I have implemented a custom conv layer, much like here. However it is still memory inefficient compared to native pytorch convlution layer, and slower. How can I fix both speed and memory consumption issues? Any drastic measure is accepted, like coding in the lowest level and building from that, since these issues are really important to me. An ideal situation is where my conv layer is as fast and memory efficient as the native one. I would appreciate any suggestions.
You could directly reuse the native convolutions used in PyTorch to speed up your slower approach.
The cuDNN conv implementations are closed source, so you would need to check (open) reference implementations in CUDA (e.g. you could check the convs in cutlass
as another reference).
Thanks, however, I need to modify the computations in forward and backward passes of the conv layer. I need to know exactly how functional.conv2d is calling the cuDNN API.
The cuDNN backend API calls are defined here so you might want to check this file to see how cuDNN is used.

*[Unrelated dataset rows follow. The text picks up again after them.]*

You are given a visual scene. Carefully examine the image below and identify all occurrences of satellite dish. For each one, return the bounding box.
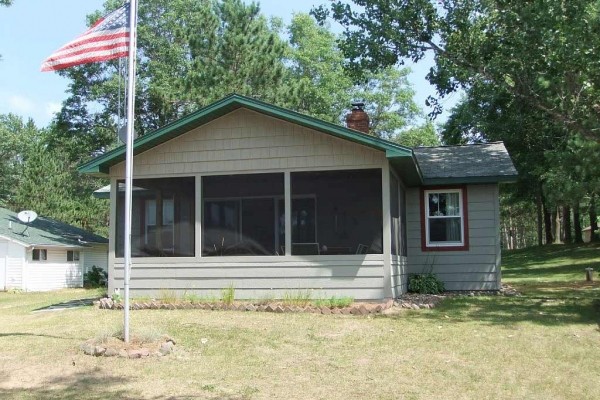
[17,210,37,224]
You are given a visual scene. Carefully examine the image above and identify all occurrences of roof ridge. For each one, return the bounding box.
[413,140,504,150]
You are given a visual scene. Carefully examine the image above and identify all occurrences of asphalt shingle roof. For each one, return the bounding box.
[413,142,518,183]
[0,208,108,247]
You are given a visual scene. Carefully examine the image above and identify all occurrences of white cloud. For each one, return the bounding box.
[46,101,62,118]
[8,95,36,115]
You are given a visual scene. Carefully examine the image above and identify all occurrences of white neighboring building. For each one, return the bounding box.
[0,208,108,291]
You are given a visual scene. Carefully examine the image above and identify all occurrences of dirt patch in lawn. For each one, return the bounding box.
[80,335,175,359]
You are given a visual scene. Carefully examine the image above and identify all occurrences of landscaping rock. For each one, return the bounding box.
[104,347,119,357]
[158,342,175,356]
[79,342,96,356]
[127,348,150,359]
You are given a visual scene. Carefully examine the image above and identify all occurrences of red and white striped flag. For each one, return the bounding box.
[42,2,130,71]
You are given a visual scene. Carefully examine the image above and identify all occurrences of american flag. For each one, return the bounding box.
[42,3,130,71]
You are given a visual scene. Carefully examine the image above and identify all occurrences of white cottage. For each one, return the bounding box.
[0,208,108,291]
[79,95,516,300]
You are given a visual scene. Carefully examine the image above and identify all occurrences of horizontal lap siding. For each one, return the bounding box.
[109,109,387,299]
[112,258,384,299]
[111,109,386,178]
[6,242,25,289]
[83,246,108,273]
[392,256,408,296]
[26,249,83,291]
[407,185,500,290]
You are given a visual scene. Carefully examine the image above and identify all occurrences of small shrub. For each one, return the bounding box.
[408,272,444,294]
[282,289,312,307]
[313,296,354,308]
[221,283,235,305]
[183,292,202,304]
[110,289,123,303]
[83,265,108,289]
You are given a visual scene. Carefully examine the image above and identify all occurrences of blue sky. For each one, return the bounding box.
[0,0,456,127]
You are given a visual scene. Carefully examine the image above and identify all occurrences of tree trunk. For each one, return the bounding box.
[552,207,561,244]
[542,196,552,244]
[563,206,573,244]
[573,203,583,243]
[589,193,598,242]
[535,189,544,246]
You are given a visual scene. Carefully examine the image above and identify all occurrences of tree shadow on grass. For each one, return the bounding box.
[384,296,600,326]
[0,368,258,400]
[0,368,139,400]
[502,262,598,280]
[0,332,73,340]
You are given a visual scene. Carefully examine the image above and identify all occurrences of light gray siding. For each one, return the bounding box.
[407,184,500,290]
[110,109,387,179]
[109,254,386,299]
[109,109,392,300]
[392,255,408,297]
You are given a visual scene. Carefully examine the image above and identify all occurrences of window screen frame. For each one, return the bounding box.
[420,185,469,252]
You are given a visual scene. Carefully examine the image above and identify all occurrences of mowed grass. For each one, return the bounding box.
[0,246,600,399]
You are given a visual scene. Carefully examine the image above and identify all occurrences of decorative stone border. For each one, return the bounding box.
[94,298,394,315]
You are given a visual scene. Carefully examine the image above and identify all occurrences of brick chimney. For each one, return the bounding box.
[346,101,369,134]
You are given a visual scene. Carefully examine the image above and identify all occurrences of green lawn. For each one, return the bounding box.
[0,246,600,400]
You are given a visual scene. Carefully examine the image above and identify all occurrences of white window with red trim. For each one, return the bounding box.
[423,189,467,248]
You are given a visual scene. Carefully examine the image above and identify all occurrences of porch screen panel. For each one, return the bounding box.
[202,173,285,257]
[291,169,383,255]
[398,185,408,257]
[115,177,195,257]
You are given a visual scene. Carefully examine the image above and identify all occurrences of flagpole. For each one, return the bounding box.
[123,0,137,343]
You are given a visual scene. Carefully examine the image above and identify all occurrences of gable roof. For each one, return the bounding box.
[413,142,518,185]
[0,208,108,247]
[78,94,418,177]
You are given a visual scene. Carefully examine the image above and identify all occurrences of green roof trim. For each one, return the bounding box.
[77,94,420,175]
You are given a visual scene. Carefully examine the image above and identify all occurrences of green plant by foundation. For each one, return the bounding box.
[83,265,108,289]
[408,272,444,294]
[221,283,235,305]
[282,289,312,307]
[313,296,354,308]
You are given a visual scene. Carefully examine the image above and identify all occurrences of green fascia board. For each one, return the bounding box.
[386,154,423,187]
[423,175,518,186]
[77,94,413,175]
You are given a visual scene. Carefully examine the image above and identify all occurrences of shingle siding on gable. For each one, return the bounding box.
[110,109,387,178]
[406,184,500,290]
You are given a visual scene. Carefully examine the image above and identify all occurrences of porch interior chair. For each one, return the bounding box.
[356,243,369,254]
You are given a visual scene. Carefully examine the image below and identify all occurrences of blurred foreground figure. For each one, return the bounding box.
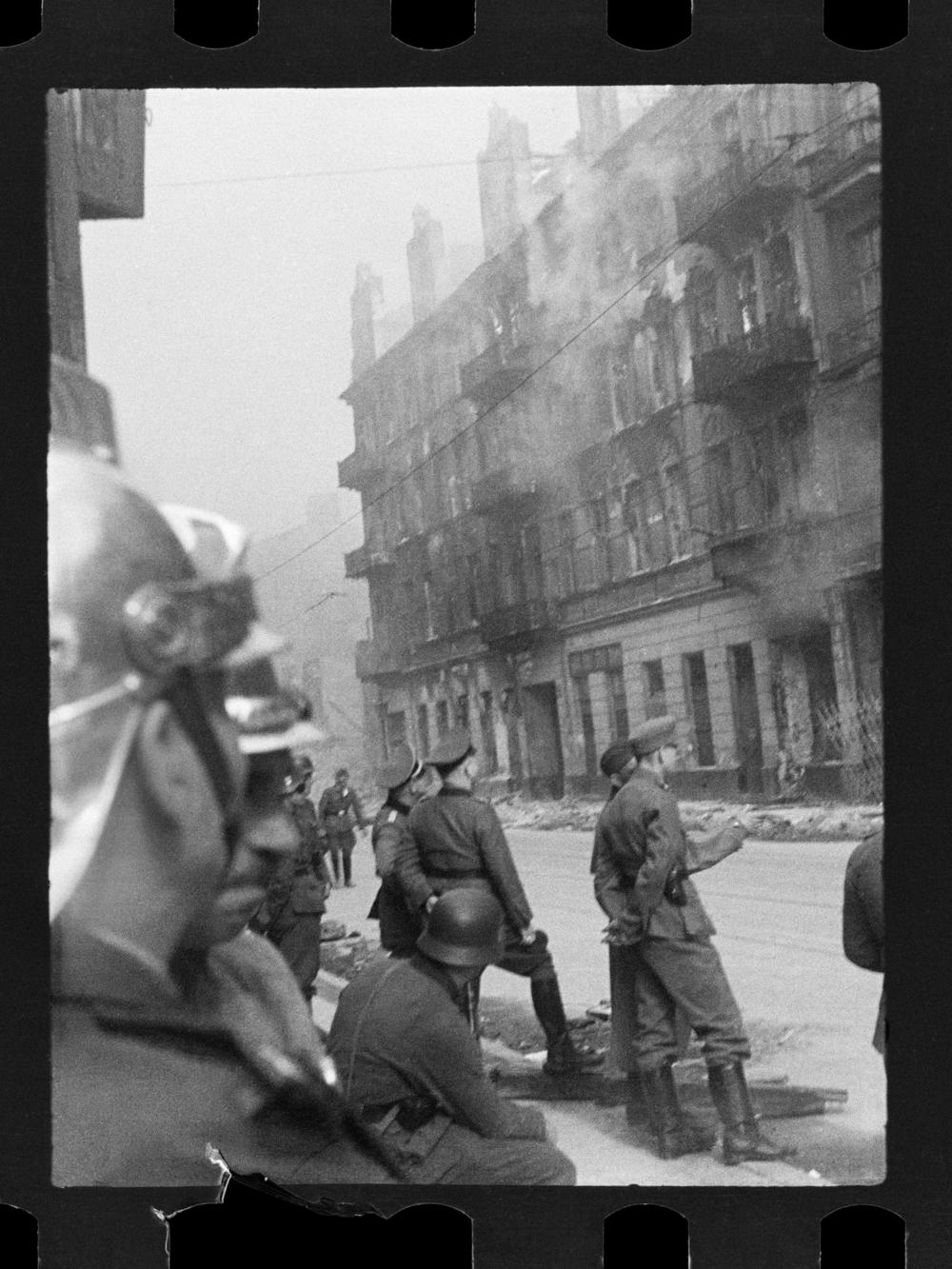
[49,443,401,1185]
[327,889,575,1185]
[843,828,886,1057]
[593,716,793,1165]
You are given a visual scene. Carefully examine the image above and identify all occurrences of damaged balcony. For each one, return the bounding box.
[338,449,384,492]
[354,638,407,680]
[480,599,557,652]
[344,542,393,578]
[803,110,881,207]
[674,142,797,243]
[469,467,540,518]
[823,308,883,374]
[460,342,532,407]
[692,316,816,401]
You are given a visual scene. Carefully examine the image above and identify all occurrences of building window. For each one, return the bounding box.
[480,691,499,774]
[575,674,598,779]
[682,652,716,766]
[416,704,430,758]
[437,701,449,740]
[641,661,667,718]
[606,666,629,740]
[849,224,883,317]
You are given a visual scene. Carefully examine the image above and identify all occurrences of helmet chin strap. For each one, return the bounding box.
[164,670,243,858]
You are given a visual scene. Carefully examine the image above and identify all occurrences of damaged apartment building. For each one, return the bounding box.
[339,84,883,800]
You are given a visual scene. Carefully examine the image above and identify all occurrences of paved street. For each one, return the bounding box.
[321,830,886,1185]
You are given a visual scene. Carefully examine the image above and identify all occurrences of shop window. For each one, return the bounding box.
[682,652,715,766]
[641,661,667,718]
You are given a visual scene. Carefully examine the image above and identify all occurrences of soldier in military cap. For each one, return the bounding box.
[49,456,401,1185]
[367,744,424,956]
[397,727,602,1075]
[594,716,792,1165]
[327,888,575,1185]
[317,766,370,885]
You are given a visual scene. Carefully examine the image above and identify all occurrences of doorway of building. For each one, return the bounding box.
[727,644,764,793]
[522,683,565,798]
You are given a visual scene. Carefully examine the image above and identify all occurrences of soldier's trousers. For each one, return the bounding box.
[635,938,750,1071]
[268,912,321,1000]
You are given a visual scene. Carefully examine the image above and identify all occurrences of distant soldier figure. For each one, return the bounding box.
[317,766,370,885]
[327,889,575,1185]
[595,716,793,1165]
[843,828,886,1057]
[367,744,424,956]
[397,727,603,1075]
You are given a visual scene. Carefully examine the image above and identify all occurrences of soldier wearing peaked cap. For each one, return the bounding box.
[593,716,792,1163]
[397,728,602,1075]
[367,744,424,956]
[49,456,401,1186]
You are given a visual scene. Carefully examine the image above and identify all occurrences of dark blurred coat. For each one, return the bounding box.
[843,830,886,1053]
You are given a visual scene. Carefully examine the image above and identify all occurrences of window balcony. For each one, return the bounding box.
[72,89,146,221]
[692,317,816,401]
[469,467,538,515]
[460,340,532,406]
[338,449,384,491]
[480,599,556,652]
[801,110,881,207]
[823,308,881,373]
[674,142,797,243]
[344,542,393,578]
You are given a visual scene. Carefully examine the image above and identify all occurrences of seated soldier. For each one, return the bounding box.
[327,889,575,1185]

@ptrblck Thanks! I followed the link and it was helpful. However, I have another idea for the optimization of memory consumption. In this code, we save input, weight, bias
in the ctx
for backward pass computations, which is supposedly the source of huge memory consumption. Since we have already allocated these tensors elsewhere(e.g. weight
is th the torch.Parameter in a conv layer). I wonder how we can avoid this redundancy. At least we know that the native PyTorch implementation of Conv layer has already solved this problem. Do you know any alternates for this purpose?
I haven’t checked the code in detail, but would expect the weight
and bias
to be generally tiny compared to the stored activation, since the spatial size is usually larger in the incoming activation.